Tips for Rebuilding Relationships in Recovery
When we experience addiction, we may hurt many relationships in our lives. Whether it is our relationships with significant others, family members, friends, or coworkers, these relationships can take time to rebuild. We may find ourselves experiencing polysubstance abuse, alcoholism, or any other addiction. Whatever it may be, chances are there are relationships that need some love and attention in your life.
First, we need to remember that it takes time to rebuild these relationships. Addiction affects families and relationships deeply, and the healing takes time. We may want to fix these relationships immediately, or even expect things to change because we’ve changed. However, the harm we caused wasn’t done overnight. Just as it took time to hurt those relationships or people, it takes time to heal them.

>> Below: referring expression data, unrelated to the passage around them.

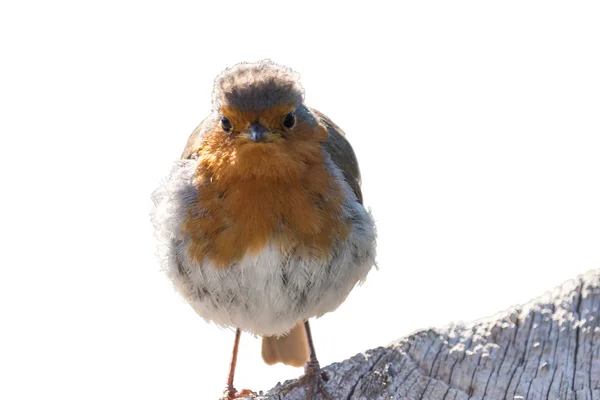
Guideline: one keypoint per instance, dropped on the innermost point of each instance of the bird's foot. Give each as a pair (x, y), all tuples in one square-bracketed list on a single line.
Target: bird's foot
[(312, 381), (231, 393)]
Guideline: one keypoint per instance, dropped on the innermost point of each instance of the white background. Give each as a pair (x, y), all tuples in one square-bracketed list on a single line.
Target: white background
[(476, 125)]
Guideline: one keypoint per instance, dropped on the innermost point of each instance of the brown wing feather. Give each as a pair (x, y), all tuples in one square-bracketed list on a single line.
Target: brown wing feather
[(341, 153)]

If we are too greedy or impatient, we may end up trying to force someone to be ready when they’re not. Although we have our own needs and desires, we can also tune into the other person’s experience. Recognize that you’ve caused harm and they are just trying to deal with their own personal experience. Perhaps you can try to put yourself in their shoes. Although you may not know their experience perfectly, you can try to understand that their process is theirs, and allowing them the space to heal is better than trying to force them if they’re not ready.
Sometimes we go through the process of making amends or apologizing for some behavior, only to find that this doesn’t quite fix things. Although our words have great power to create change, it is our actions that really count. Remember that it is through your actions you can show the change you’ve made.

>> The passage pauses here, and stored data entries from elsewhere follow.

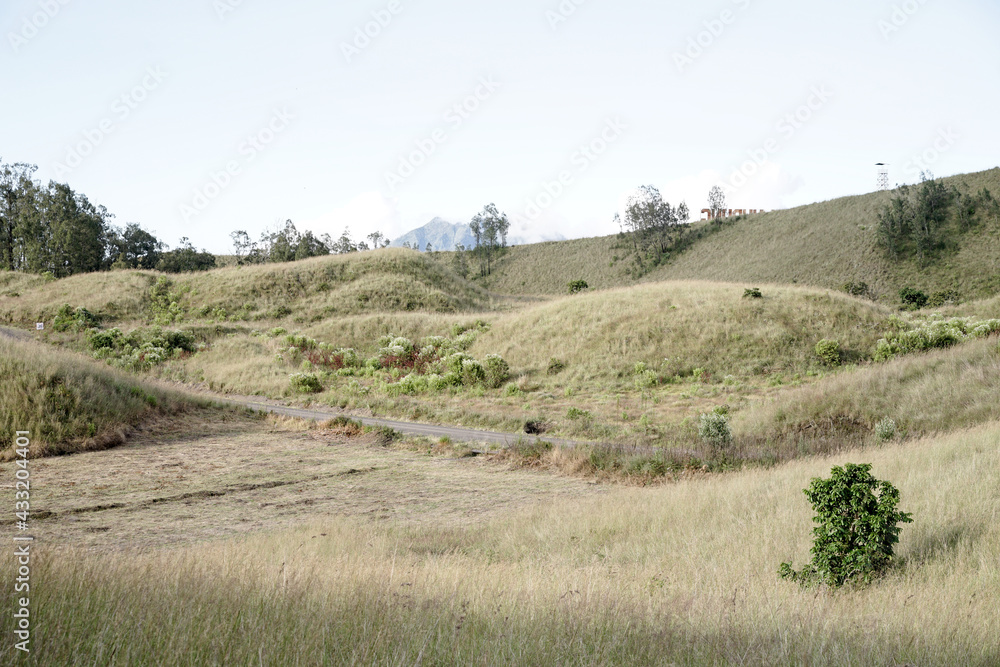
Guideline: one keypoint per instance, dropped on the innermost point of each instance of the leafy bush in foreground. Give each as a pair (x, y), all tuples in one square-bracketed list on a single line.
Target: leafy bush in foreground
[(857, 527), (67, 318)]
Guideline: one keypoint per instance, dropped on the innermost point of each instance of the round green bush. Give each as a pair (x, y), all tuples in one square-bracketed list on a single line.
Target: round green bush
[(829, 351), (857, 528), (714, 429), (497, 370)]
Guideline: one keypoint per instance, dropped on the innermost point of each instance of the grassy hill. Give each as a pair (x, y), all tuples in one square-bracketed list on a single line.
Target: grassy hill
[(682, 573), (69, 403), (825, 244), (320, 288), (676, 327)]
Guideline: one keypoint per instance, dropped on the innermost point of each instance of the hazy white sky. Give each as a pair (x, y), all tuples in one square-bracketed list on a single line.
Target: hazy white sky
[(198, 117)]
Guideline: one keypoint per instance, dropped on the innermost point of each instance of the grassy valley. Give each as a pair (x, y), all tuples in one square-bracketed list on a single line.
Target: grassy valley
[(704, 393)]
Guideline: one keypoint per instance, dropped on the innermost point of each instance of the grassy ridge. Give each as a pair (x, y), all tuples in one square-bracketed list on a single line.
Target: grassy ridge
[(833, 242), (825, 244), (682, 573), (676, 327), (71, 404), (320, 288), (933, 392)]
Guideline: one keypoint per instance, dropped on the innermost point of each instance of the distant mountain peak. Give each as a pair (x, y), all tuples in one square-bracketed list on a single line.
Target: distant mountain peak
[(441, 234)]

Keep acting right, and show them the change. You can apologize and ask for forgiveness as many times as you want, but the truth is that we need to change our behavior. When we show somebody we are making a change, they are much more likely to understand it than if we just tell them. How often have we lied, omitted the truth, or broken a promise? This is the nature of addiction, and it’s understandable that our words may not mean a lot when we first get sober.
Recognize the Harm
Recognizing the harm caused is a great way to bring some understanding to our relationships. If you’re in a twelve-step program, you’re probably familiar with this idea. We do an inventory to look at these harms, resentments, and experiences (Check out Addiction Rehab Blog’s 4th Step Inventory Examples, Worksheets, and Guide for some resources on working an inventory). Even if you’re not in a twelve-step program, you can engage with some inventory process to look at the ways in which you’ve caused harm to others.

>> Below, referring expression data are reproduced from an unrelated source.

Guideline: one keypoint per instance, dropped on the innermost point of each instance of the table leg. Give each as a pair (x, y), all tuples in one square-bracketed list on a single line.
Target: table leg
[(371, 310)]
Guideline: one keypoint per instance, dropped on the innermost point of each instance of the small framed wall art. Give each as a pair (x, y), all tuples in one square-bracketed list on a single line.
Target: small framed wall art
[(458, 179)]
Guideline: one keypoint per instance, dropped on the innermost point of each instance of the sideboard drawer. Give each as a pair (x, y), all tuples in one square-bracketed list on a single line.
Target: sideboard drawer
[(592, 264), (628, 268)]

When we are presented with these situations, we can easily fall into the habit of beating ourselves up. This isn’t really useful, as it prevents us from even seeing the situation clearly. We can hold ourselves to standards without being mean to ourselves. Practice some self-forgiveness. This isn’t to give yourself permission to behave poorly or pretend that you didn’t cause harm. Rather, we can respond without so much self-judgement, and perhaps some patience with ourselves.
When in Doubt, Ask
This is something that can be really helpful. Communication is a great asset in any relationship. Ask the person what is going on with them, and what their experience is like of addiction. Find out if they’re doing something for themselves. Maybe they’re going to Al-Anon meetings or another support group for themselves. Ask if there’s anything you can do to support them or address and harms caused. By asking about their experience, we can really seek to understand and respond with some wisdom and compassion.